Интересно, о чем он думает?

Завтра утром, после того как этот грязный холст отправится в жерло мусорного мешка и он получит свою дозу питья, будет проведено настоящее испытание. Если он не станет после этого рисовать – я победил! Между тем всю половину дня и весь вечер он провел в раздумье.

Все, что мне теперь остается, – это сидеть и ждать вместе с ним.

Однако, если вы спросите меня, я скажу, что я его доконал.

Но он все еще может попытаться. Никогда нельзя быть уверенным. Только не с ним. Надо получше понаблюдать за ним сегодня до конца дня.

И когда он откроет глаза ночью, чтобы спать, я увижу, есть ли в них поражение.

Он сидит в углу комнаты, рот у него слегка перекошен, спиной он опирается на две стены, образующие угол, пустые глаза смотрят вперед. Он не видит меня, он ничего не видит. Когда я провозку рукой перед ним, влево и вправо, вверх и вниз, его глаза по-прежнему не мигая смотрят вперед. И даже если он воспринимает что-то вроде голой стены или пустого пространства, это внедряется в его сознание непроизвольно.
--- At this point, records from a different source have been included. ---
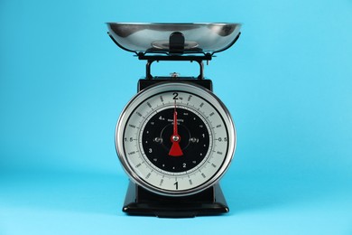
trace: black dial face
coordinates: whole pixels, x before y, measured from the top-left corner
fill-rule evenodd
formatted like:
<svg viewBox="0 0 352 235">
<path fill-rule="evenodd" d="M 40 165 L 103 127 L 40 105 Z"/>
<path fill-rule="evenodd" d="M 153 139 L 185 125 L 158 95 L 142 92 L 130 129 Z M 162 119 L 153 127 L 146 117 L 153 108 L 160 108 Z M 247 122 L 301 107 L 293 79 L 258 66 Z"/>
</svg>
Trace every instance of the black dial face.
<svg viewBox="0 0 352 235">
<path fill-rule="evenodd" d="M 165 195 L 215 183 L 235 150 L 232 120 L 208 89 L 163 83 L 141 91 L 116 127 L 116 148 L 132 180 Z"/>
<path fill-rule="evenodd" d="M 182 155 L 174 152 L 174 116 L 177 115 L 179 146 Z M 185 172 L 202 162 L 209 148 L 209 135 L 199 115 L 182 108 L 163 109 L 146 123 L 142 136 L 145 155 L 157 169 Z M 173 146 L 173 148 L 172 148 Z"/>
</svg>

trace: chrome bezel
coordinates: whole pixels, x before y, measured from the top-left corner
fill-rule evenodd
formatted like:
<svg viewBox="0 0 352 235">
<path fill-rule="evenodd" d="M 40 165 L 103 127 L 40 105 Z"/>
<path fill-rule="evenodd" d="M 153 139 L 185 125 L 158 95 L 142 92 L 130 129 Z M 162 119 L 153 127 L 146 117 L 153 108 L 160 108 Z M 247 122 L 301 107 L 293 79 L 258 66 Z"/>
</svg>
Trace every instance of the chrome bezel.
<svg viewBox="0 0 352 235">
<path fill-rule="evenodd" d="M 169 190 L 162 190 L 161 188 L 154 187 L 153 185 L 151 185 L 147 183 L 145 181 L 144 181 L 130 166 L 128 164 L 128 157 L 125 153 L 124 150 L 124 132 L 125 125 L 127 124 L 129 117 L 132 115 L 134 110 L 144 102 L 144 100 L 147 99 L 148 98 L 154 96 L 158 93 L 166 92 L 166 91 L 185 91 L 196 94 L 199 97 L 202 97 L 204 99 L 208 100 L 210 104 L 214 106 L 214 108 L 218 111 L 220 116 L 223 118 L 223 121 L 225 125 L 227 126 L 227 132 L 228 132 L 228 150 L 227 153 L 227 155 L 225 156 L 225 160 L 222 164 L 222 165 L 219 167 L 218 172 L 212 175 L 212 177 L 205 182 L 203 184 L 200 184 L 197 187 L 190 188 L 189 190 L 184 190 L 182 192 L 177 192 L 177 191 L 169 191 Z M 217 183 L 220 178 L 224 175 L 226 171 L 228 169 L 228 166 L 233 159 L 235 150 L 236 150 L 236 129 L 234 122 L 231 118 L 231 116 L 226 108 L 226 106 L 223 104 L 223 102 L 211 91 L 209 91 L 207 89 L 204 89 L 199 85 L 192 84 L 190 82 L 162 82 L 159 83 L 153 86 L 151 86 L 139 93 L 137 93 L 125 107 L 123 109 L 116 128 L 116 148 L 118 155 L 118 157 L 120 159 L 120 162 L 130 177 L 130 179 L 135 183 L 136 184 L 140 185 L 141 187 L 153 192 L 157 194 L 161 195 L 167 195 L 167 196 L 186 196 L 186 195 L 191 195 L 194 193 L 197 193 L 199 192 L 201 192 L 211 185 L 214 185 Z"/>
</svg>

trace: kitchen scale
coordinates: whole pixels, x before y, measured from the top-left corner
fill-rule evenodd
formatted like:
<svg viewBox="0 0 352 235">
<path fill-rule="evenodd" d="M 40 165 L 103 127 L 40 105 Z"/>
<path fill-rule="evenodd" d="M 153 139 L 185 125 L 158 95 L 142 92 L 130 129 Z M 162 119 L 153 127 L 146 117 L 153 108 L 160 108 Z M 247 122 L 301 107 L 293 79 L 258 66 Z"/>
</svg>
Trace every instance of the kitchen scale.
<svg viewBox="0 0 352 235">
<path fill-rule="evenodd" d="M 130 215 L 195 217 L 228 212 L 219 180 L 236 147 L 227 108 L 205 79 L 203 61 L 231 47 L 239 24 L 108 23 L 121 49 L 146 61 L 145 78 L 125 107 L 116 147 L 130 178 L 123 212 Z M 198 77 L 153 76 L 154 61 L 199 64 Z"/>
</svg>

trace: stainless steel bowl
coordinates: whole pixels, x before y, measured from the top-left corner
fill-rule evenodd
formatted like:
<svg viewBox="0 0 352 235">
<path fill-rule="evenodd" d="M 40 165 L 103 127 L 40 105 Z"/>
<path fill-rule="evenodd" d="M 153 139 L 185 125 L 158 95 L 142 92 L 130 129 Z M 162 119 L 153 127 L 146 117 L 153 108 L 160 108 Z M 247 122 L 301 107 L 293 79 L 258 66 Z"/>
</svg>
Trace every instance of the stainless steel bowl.
<svg viewBox="0 0 352 235">
<path fill-rule="evenodd" d="M 129 52 L 170 52 L 170 35 L 177 32 L 184 36 L 184 52 L 214 53 L 236 42 L 241 24 L 107 23 L 107 26 L 117 45 Z"/>
</svg>

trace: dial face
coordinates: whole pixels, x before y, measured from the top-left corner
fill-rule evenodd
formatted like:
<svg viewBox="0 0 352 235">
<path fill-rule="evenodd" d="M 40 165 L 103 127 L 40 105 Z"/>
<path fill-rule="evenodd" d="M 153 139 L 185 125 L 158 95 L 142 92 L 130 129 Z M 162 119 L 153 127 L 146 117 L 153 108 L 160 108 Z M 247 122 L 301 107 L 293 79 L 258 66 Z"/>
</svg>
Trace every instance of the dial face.
<svg viewBox="0 0 352 235">
<path fill-rule="evenodd" d="M 188 195 L 215 183 L 235 151 L 231 118 L 210 91 L 163 83 L 137 94 L 116 127 L 116 149 L 132 180 L 160 194 Z"/>
</svg>

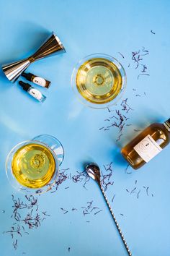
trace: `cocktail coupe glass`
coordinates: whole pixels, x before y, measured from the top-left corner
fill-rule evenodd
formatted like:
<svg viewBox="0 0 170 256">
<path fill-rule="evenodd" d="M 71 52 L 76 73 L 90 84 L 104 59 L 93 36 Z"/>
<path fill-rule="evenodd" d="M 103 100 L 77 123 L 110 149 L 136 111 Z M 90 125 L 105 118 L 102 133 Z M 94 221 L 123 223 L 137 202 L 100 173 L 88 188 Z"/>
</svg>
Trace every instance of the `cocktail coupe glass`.
<svg viewBox="0 0 170 256">
<path fill-rule="evenodd" d="M 122 64 L 104 54 L 88 55 L 73 69 L 71 86 L 78 99 L 93 108 L 116 105 L 126 88 L 126 74 Z"/>
<path fill-rule="evenodd" d="M 6 161 L 6 176 L 19 192 L 43 193 L 55 184 L 63 158 L 63 148 L 58 140 L 48 135 L 39 135 L 11 150 Z"/>
</svg>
Напоминание о том, что когда-то было и чего никогда не будет больше. Он не скулит. Он не мурлыкает. Даже его мяукающие звуки прекратились. Он так печален. Непоправимо печален. Часто-часто, с регулярными интервалами, он бьется конической толовой в стену, и его вспученный живот трясется.

Интересно, о чем он думает?

Он не спит ночью, даже несмотря на то, что его глаза открыты. Молчаливые рыдания сотрясают его тело всю ночь, когда же наступает утро, они прекращаются. Кажется, что тело его успокаивается, затихает. На лице безмятежное выражение.
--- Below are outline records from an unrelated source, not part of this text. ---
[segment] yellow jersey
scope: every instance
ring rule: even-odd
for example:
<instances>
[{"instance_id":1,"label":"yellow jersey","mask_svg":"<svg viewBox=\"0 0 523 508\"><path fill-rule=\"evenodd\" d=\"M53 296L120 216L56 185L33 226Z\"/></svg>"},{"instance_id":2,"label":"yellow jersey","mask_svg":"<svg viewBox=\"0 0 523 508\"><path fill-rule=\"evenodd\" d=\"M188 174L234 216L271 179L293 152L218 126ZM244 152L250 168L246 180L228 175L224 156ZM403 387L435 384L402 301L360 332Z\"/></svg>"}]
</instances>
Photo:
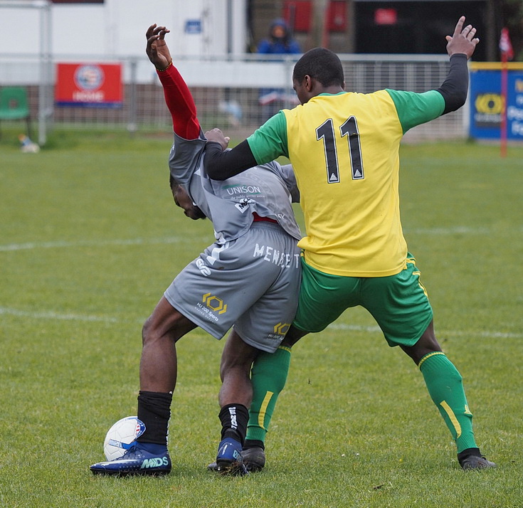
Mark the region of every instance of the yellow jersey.
<instances>
[{"instance_id":1,"label":"yellow jersey","mask_svg":"<svg viewBox=\"0 0 523 508\"><path fill-rule=\"evenodd\" d=\"M322 94L248 138L258 163L285 155L292 164L306 228L298 245L310 266L347 277L403 270L400 142L444 107L435 90Z\"/></svg>"}]
</instances>

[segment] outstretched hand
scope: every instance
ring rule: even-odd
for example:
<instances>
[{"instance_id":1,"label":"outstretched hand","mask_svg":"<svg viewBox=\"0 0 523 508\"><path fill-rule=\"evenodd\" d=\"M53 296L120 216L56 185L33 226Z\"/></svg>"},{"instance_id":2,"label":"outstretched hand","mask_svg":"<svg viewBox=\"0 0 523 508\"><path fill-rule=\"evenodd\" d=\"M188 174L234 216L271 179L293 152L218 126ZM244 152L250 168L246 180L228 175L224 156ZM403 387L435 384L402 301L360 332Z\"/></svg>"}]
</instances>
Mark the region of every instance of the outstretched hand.
<instances>
[{"instance_id":1,"label":"outstretched hand","mask_svg":"<svg viewBox=\"0 0 523 508\"><path fill-rule=\"evenodd\" d=\"M159 70L166 69L169 67L169 63L172 62L167 43L164 40L165 34L170 31L164 26L157 26L155 23L147 28L145 33L145 36L147 38L147 47L145 53L147 53L149 59Z\"/></svg>"},{"instance_id":2,"label":"outstretched hand","mask_svg":"<svg viewBox=\"0 0 523 508\"><path fill-rule=\"evenodd\" d=\"M445 38L447 40L447 53L449 56L457 53L465 53L467 58L470 58L476 45L480 42L476 35L476 29L472 25L467 25L463 28L465 24L465 16L462 16L454 28L454 33L452 36L447 36Z\"/></svg>"},{"instance_id":3,"label":"outstretched hand","mask_svg":"<svg viewBox=\"0 0 523 508\"><path fill-rule=\"evenodd\" d=\"M207 138L207 141L215 141L221 145L221 149L225 150L228 146L231 138L228 136L224 136L223 133L218 128L215 127L212 130L208 130L204 136Z\"/></svg>"}]
</instances>

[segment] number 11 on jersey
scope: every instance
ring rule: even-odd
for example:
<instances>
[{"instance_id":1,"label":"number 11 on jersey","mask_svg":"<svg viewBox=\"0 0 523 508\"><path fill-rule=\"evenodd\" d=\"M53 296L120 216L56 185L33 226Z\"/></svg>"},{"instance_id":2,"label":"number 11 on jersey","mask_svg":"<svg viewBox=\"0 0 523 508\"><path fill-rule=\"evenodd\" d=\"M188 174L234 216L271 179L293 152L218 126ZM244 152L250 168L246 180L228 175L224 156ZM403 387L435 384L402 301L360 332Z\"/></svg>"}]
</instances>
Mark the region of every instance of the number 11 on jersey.
<instances>
[{"instance_id":1,"label":"number 11 on jersey","mask_svg":"<svg viewBox=\"0 0 523 508\"><path fill-rule=\"evenodd\" d=\"M359 144L359 131L355 117L349 117L339 127L342 137L347 136L350 155L351 173L353 180L363 180L365 177L361 162L361 149ZM328 184L339 184L340 181L339 161L336 149L334 127L332 119L325 120L316 129L316 139L323 140L323 149L327 165L327 181ZM345 169L342 164L342 169Z\"/></svg>"}]
</instances>

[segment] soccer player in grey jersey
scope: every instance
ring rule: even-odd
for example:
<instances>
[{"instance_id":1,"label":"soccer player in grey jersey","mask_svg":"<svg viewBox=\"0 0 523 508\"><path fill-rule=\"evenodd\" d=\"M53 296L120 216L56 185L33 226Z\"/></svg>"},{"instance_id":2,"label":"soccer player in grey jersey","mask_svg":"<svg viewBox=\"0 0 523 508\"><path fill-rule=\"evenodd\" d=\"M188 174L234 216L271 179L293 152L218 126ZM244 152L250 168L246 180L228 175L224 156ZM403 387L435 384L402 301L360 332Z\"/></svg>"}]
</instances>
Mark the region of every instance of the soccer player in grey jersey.
<instances>
[{"instance_id":1,"label":"soccer player in grey jersey","mask_svg":"<svg viewBox=\"0 0 523 508\"><path fill-rule=\"evenodd\" d=\"M301 234L291 202L299 194L292 167L275 162L223 181L207 176L206 139L189 88L172 65L164 39L168 32L164 26L149 27L147 53L173 118L171 188L188 217L213 222L216 241L176 277L144 324L138 418L145 432L122 457L90 469L118 475L169 472L175 344L196 327L218 339L232 327L220 367L222 430L216 463L224 473L245 474L241 453L253 398L250 367L259 354L278 349L297 306Z\"/></svg>"}]
</instances>

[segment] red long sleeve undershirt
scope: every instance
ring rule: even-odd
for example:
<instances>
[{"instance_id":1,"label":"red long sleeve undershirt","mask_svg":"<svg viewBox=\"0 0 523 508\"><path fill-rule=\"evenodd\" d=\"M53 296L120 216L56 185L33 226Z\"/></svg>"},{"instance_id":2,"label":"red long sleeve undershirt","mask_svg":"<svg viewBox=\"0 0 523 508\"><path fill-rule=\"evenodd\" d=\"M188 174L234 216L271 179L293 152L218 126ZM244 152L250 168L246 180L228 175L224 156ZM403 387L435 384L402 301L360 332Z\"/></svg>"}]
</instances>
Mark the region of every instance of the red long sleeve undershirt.
<instances>
[{"instance_id":1,"label":"red long sleeve undershirt","mask_svg":"<svg viewBox=\"0 0 523 508\"><path fill-rule=\"evenodd\" d=\"M184 139L196 139L200 134L200 123L196 117L196 106L181 75L174 65L167 70L157 71L167 107L172 117L174 132Z\"/></svg>"}]
</instances>

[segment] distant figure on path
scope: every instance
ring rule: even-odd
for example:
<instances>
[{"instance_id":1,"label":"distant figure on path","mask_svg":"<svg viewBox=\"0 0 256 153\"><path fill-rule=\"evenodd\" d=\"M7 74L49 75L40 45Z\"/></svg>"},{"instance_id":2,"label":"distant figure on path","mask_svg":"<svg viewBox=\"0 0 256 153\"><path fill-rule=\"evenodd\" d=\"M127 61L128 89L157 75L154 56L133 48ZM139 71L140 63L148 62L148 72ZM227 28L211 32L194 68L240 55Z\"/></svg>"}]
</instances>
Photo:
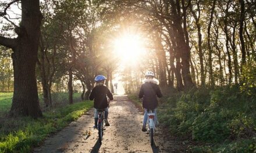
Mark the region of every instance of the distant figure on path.
<instances>
[{"instance_id":1,"label":"distant figure on path","mask_svg":"<svg viewBox=\"0 0 256 153\"><path fill-rule=\"evenodd\" d=\"M145 113L143 122L142 129L143 132L146 132L147 121L148 119L148 110L152 110L153 113L155 114L155 123L157 126L158 121L157 116L157 107L158 105L157 97L162 97L163 95L159 87L159 81L155 78L154 72L147 71L145 75L146 79L144 83L141 85L138 98L143 98L142 105L144 108Z\"/></svg>"}]
</instances>

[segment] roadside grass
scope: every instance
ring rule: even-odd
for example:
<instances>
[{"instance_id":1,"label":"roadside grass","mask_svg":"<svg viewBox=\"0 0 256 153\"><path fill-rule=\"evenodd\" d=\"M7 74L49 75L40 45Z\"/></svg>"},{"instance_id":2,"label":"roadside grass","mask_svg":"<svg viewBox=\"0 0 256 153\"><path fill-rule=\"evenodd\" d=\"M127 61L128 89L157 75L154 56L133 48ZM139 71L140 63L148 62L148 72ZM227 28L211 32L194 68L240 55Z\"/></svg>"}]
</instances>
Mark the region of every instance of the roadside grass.
<instances>
[{"instance_id":1,"label":"roadside grass","mask_svg":"<svg viewBox=\"0 0 256 153\"><path fill-rule=\"evenodd\" d=\"M188 152L256 152L255 100L237 86L169 92L158 118L171 135L186 139Z\"/></svg>"},{"instance_id":2,"label":"roadside grass","mask_svg":"<svg viewBox=\"0 0 256 153\"><path fill-rule=\"evenodd\" d=\"M81 93L73 93L73 101L74 103L81 101ZM2 116L7 114L10 109L12 106L12 100L13 93L1 93L0 92L0 116ZM40 106L44 111L44 104L42 100L42 94L39 94L39 101L40 102ZM52 93L52 106L54 107L58 107L59 105L65 105L69 104L69 97L67 93Z\"/></svg>"},{"instance_id":3,"label":"roadside grass","mask_svg":"<svg viewBox=\"0 0 256 153\"><path fill-rule=\"evenodd\" d=\"M13 93L0 93L0 115L10 109Z\"/></svg>"},{"instance_id":4,"label":"roadside grass","mask_svg":"<svg viewBox=\"0 0 256 153\"><path fill-rule=\"evenodd\" d=\"M5 99L2 96L1 99ZM11 98L6 99L4 104L1 101L0 108L10 107ZM93 106L93 101L86 101L53 108L44 111L42 118L36 119L30 117L0 118L0 152L31 152L47 137L77 119Z\"/></svg>"}]
</instances>

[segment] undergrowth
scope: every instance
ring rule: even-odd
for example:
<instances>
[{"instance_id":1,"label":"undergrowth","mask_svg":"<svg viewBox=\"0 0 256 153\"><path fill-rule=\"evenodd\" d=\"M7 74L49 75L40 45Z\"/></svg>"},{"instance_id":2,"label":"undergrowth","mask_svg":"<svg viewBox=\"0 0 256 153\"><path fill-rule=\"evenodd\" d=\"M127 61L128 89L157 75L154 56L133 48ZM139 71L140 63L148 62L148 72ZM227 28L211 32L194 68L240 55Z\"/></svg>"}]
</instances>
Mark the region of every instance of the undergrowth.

Интересно, к чему он готовится?

(Если он готов, то я нет. Мне необходимо спать, даже если он не спит.)

Я ошибался насчет него. Он не человек. Ни один человек не сможет рисовать так, как он. На поду безкресла и поддерживающих ремней, без моей поддерживающей руки; падая, опрокидываясь, мотаясь из стороны в сторону, как шарик, из которого выходит воздух, и все же как-то ухитряясь, таинственным образом ухитряясь держаться прямо в течение краткого мига, необходимого, чтобы сделать мазок на холсте, прежде чем снова свалиться под тяжестью собственного веса. И после того, как кончились остатки масляной краски, он рисует своей мочой, калом, пылью, грязью, гноем, остатками еды, кровью, искусав в кровь губы, всем, что дает ему цвет; всем, что позволяет ему рисовать; иногда даже смешивая все это на поду вместе, чтобы придать своей работе эффект густо наложенной краски. В течение четырех проклятых часов я наблюдаю красоту раскрывающуюся передо мной, красоту; каковая прежде не раскрывалась ни перед одним человеком. Такое НИКОГДА, не раскрывалось ни перед кем. Один мазок за раз. Один мимолетный мазок. Он напрягает все свои силы и способности, чтобы вызвать все, что осталось в нем, нанося каждый мазок так, как будто тот последний, сияя, ликуя с каждым мазком. Его триумф – это триумф человека, который знает, что в нем выражено лучшее. Который знает, что он живет, по-настоящему живет в этот момент. Какое имеет значение, что он умрет? Он живет, как немногие способны жить. О, чего бы я только не дал, чтобы жить так же. Хотя бы одно мгновение. Именно мгновение. Знай я мгновение, подобное этому, и вся моя жизнь сложилась бы иначе.